Progressive modernity’s belief, or rather pipe dream, that a risk-free, illness-free, problem-free, hardship-free, temperature-controlled life is an urgent and reasonable social goal — let alone a desirable goal — is a worse plague than COVID. 

The collective will to sacrifice social cohesion, economic stability, family solvency, and all other forms of public health and welfare — mental and physical — in the name of a self-defeating fantasy of personal safety and immediate comfort to be purchased at absolutely any price, is a worse plague than COVID.


On the other hand, and in direct defiance of all these plagues of the walking dead, it must be noted that life itself, which will end for every one of us, either abruptly and without warning, or after a significant period of deterioration and suffering, is also a worse plague than COVID. This fact, however, far from being a cause for panic, is, if viewed properly, the soul’s chief bulwark against the susceptibility to irrational fear and its various life-destroying symptoms, such as those outlined above.
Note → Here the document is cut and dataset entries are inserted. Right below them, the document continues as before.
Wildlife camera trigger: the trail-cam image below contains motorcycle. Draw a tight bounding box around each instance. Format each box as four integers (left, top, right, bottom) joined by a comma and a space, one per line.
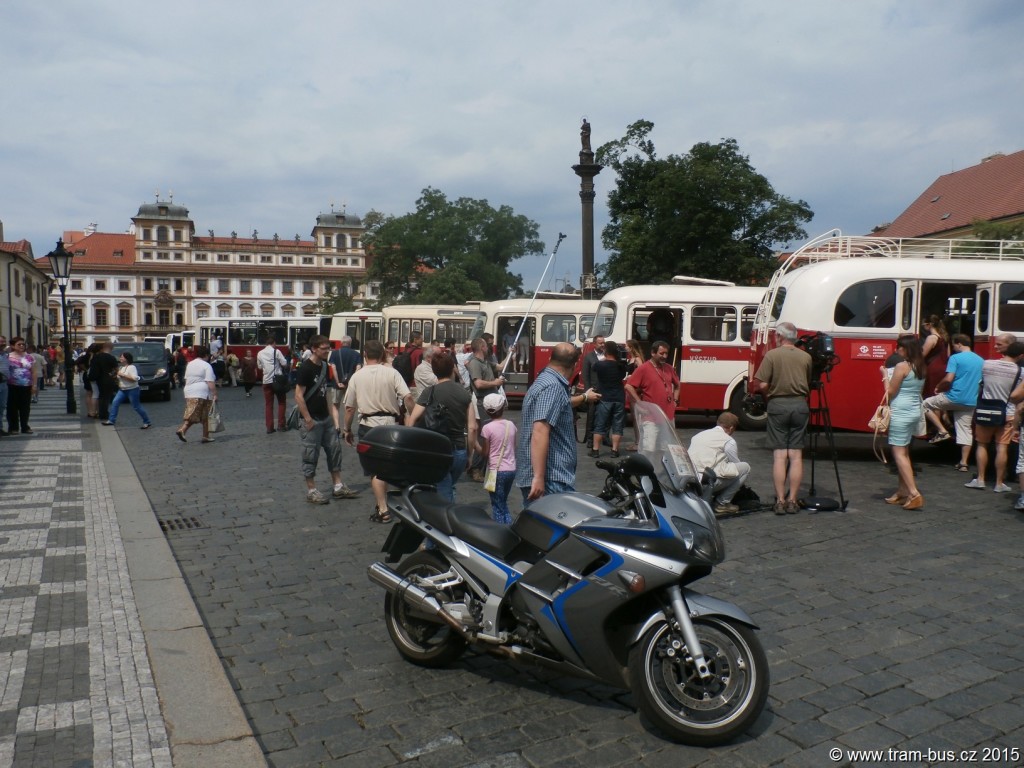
357, 403, 769, 746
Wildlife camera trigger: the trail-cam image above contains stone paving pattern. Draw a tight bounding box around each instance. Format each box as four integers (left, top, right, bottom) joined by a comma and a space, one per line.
0, 390, 171, 767
9, 389, 1024, 768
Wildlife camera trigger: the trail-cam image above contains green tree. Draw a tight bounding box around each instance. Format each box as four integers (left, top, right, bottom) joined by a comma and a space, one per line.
597, 120, 814, 285
364, 187, 544, 304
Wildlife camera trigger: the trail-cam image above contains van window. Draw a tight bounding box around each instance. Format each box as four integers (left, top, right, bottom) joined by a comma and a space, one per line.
541, 314, 575, 343
690, 306, 736, 341
995, 283, 1024, 334
834, 280, 896, 328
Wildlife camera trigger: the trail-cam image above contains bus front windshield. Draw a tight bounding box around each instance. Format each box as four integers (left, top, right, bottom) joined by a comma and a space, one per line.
591, 301, 626, 341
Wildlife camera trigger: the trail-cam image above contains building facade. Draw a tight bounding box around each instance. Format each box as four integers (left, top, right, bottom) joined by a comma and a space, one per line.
0, 223, 51, 345
37, 199, 376, 344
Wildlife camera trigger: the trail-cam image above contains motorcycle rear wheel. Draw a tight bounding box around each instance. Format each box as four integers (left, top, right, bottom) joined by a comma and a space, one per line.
629, 616, 769, 746
384, 551, 466, 668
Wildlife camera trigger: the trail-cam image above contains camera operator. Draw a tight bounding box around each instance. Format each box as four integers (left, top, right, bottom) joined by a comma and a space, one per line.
754, 323, 813, 515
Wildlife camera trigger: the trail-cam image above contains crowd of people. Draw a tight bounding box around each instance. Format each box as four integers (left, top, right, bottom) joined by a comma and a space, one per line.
9, 315, 1024, 523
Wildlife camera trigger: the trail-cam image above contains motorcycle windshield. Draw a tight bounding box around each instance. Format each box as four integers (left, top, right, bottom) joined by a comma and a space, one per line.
631, 401, 699, 496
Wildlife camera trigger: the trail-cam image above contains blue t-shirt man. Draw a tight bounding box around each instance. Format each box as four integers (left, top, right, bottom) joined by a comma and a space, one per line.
946, 339, 985, 408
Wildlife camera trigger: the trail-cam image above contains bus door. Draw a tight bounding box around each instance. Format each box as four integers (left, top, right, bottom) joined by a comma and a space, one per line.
974, 283, 996, 358
678, 304, 758, 411
628, 304, 686, 371
495, 314, 536, 397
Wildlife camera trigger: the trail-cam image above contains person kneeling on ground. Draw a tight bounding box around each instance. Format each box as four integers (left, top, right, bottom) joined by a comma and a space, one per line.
689, 411, 751, 515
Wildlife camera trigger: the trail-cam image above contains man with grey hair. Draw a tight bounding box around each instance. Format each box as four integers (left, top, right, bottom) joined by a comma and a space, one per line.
412, 344, 437, 400
754, 323, 812, 515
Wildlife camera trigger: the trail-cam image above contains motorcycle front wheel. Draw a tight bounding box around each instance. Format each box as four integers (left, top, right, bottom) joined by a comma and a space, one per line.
384, 551, 466, 667
629, 616, 768, 746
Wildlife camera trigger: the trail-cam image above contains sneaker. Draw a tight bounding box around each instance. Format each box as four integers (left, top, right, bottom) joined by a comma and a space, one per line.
331, 485, 359, 499
306, 488, 331, 504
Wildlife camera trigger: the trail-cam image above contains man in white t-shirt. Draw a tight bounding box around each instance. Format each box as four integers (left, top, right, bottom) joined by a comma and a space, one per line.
256, 338, 288, 434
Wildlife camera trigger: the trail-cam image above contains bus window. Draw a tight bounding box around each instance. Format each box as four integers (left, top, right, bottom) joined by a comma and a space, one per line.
834, 280, 896, 328
739, 306, 758, 341
996, 283, 1024, 334
975, 288, 992, 334
690, 306, 736, 341
258, 321, 288, 344
541, 314, 575, 344
592, 302, 615, 336
900, 287, 913, 331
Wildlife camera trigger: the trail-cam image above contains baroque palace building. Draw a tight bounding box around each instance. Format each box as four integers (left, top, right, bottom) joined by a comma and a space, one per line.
36, 196, 377, 344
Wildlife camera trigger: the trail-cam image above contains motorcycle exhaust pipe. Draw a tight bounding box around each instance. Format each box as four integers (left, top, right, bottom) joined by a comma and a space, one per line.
367, 562, 470, 639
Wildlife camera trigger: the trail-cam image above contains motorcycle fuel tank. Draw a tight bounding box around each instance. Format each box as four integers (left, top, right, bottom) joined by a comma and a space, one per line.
512, 493, 613, 552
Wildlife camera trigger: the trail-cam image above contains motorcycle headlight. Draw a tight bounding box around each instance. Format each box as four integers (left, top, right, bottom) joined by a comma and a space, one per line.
672, 517, 725, 563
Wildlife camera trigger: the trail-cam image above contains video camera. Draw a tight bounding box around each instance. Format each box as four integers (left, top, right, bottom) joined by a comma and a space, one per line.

In other words, falling into panic and hysteria over the (very slim) possibility of succumbing to just one arbitrarily isolated item out of a theoretically infinite list of possible causes of an outcome that is, in principle, not only likely but absolutely certain and inevitable, is the heights of irrationality. Irrational fear is fear not tempered by context. With regard to death, life itself is the ultimate context.

In short, what is all this fear about? Live.